The Unix family tree has branched and split so many times over the past 40+ years.  The BSDs are direct code descendants of the original AT&T Unix, as is Solaris, SCO/OpenServer, AIX, HP/UX, but there's not much original code left anymore.  I suspect if you want to run real, original UNIX you'll need a PDP-7 and a dusty copy of some circa 1970 UNIX code.

Otherwise the BSDs are probably as close are you're going to get, unlike Linux and Minix which are just look alikes.


----------



## Brandybuck (Oct 25, 2009)

It depends on what you mean by "real unix". There are two kinds. One kind is allowed to use the UNIX trademark, and the other kind descends "genetically" from AT&T UNIX.

Free Software Genetic Unix: FreeBSD, OpenBSD, NetBSD, OpenSolaris, etc.


----------



## dennylin93 (Oct 25, 2009)

There are some Unix OSes like Solairs, AIX, and HP-UX.


----------



## Diablotin (Oct 25, 2009)

Thank you interesting reply ! !


----------



## graudeejs (Oct 25, 2009)

MacOsX is Unix


----------



## Zare (Oct 25, 2009)

UNIX(TM) systems are those systems that have necessary certification from the Open Group.

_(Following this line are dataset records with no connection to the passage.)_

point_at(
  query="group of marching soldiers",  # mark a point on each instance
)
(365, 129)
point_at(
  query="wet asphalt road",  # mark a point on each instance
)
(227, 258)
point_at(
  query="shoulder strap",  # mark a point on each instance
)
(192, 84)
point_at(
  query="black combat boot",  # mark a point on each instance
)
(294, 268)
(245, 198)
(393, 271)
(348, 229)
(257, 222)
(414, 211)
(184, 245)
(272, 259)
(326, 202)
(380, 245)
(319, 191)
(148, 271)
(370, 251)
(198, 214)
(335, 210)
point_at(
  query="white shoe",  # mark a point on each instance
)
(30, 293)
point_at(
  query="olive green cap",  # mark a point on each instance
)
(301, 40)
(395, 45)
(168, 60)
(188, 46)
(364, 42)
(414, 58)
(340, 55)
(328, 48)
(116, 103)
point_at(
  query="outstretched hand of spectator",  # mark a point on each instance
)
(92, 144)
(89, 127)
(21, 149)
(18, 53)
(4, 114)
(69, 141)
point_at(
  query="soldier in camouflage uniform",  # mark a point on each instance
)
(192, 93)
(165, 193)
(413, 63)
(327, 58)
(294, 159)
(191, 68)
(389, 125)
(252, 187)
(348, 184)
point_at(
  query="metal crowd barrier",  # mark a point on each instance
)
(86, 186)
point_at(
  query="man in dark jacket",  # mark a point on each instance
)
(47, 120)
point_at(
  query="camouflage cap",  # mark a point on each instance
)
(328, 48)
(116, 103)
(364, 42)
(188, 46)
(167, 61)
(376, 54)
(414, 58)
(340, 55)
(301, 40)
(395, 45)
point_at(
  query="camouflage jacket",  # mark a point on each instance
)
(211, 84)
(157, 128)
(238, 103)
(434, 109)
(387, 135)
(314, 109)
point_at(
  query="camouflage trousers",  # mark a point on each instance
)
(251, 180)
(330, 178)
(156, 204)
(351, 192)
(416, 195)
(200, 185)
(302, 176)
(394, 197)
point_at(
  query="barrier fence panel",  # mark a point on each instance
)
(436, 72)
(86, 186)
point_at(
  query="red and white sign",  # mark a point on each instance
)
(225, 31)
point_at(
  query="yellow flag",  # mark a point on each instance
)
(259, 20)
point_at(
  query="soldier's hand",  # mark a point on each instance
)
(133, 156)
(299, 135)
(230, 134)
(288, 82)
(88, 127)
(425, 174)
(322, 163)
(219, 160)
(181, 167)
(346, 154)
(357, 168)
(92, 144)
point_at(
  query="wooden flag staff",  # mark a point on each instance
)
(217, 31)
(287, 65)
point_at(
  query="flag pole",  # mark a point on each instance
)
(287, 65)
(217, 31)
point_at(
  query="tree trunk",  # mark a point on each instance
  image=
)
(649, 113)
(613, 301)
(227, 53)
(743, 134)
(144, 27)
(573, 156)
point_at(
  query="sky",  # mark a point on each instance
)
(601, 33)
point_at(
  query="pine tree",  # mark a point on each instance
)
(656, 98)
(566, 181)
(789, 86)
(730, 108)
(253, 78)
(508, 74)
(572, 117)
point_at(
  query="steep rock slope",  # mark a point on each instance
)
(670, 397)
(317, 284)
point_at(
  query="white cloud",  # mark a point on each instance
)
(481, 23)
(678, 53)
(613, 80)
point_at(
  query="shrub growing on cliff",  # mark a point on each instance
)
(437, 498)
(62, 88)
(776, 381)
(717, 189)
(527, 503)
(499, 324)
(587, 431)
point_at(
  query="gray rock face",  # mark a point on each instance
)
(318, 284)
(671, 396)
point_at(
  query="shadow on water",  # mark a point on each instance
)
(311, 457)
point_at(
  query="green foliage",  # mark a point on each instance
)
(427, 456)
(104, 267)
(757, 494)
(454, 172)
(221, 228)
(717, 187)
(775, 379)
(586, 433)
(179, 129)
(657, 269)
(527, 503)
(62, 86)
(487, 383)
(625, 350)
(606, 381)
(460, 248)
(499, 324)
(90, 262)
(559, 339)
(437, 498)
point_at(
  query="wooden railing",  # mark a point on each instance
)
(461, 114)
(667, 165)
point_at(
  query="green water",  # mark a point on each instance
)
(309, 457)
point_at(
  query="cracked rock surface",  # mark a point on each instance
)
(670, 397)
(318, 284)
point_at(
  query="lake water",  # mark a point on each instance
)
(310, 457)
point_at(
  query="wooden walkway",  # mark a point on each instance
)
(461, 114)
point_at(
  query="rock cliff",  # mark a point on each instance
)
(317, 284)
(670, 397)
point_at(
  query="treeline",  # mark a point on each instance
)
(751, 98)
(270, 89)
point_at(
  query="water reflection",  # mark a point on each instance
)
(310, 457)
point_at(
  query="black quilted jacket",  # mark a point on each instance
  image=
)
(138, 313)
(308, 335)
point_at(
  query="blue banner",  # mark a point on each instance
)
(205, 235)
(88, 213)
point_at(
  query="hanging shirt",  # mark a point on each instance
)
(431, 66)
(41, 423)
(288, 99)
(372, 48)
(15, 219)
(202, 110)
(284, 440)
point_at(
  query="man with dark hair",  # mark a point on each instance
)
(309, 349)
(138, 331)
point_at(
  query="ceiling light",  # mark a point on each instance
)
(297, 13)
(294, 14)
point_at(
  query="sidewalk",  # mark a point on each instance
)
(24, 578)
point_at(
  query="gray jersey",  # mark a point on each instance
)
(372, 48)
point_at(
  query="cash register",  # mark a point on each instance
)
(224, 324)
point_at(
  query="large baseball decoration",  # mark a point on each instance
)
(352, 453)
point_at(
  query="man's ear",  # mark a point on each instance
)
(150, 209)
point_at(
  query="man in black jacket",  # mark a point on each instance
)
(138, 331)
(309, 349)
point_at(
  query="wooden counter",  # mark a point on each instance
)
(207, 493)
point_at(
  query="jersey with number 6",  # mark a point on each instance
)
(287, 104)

Linux, Minix, and others are Unix-like systems that were designed to emulate the behaviour of UNIX(TM) systems.

On the other hand, freeBSD, netBSD, openBSD, Darwin and OpenSolaris are Unix-based systems, because they descended from original BSD UNIX. 

If you take a look on http://www.freebsd.org, you'll see a large label saying "Based on BSD UNIX(TM)". Therefore, there is a difference between Unix-like and Unix-based systems, and UNIX(TM) systems.


----------



## SirDice (Oct 26, 2009)

It's always fun to point at this:

http://www.freebsd.org/cgi/cvsweb.c...ree?rev=1.130.2.1.2.1;content-type=text/plain

As for (Open)Solaris, Sun ditched BSD in favor of System V Release 4 with the release of SunOS 5 aka Solaris 2. AIX and HP-UX are also based on Sytem V.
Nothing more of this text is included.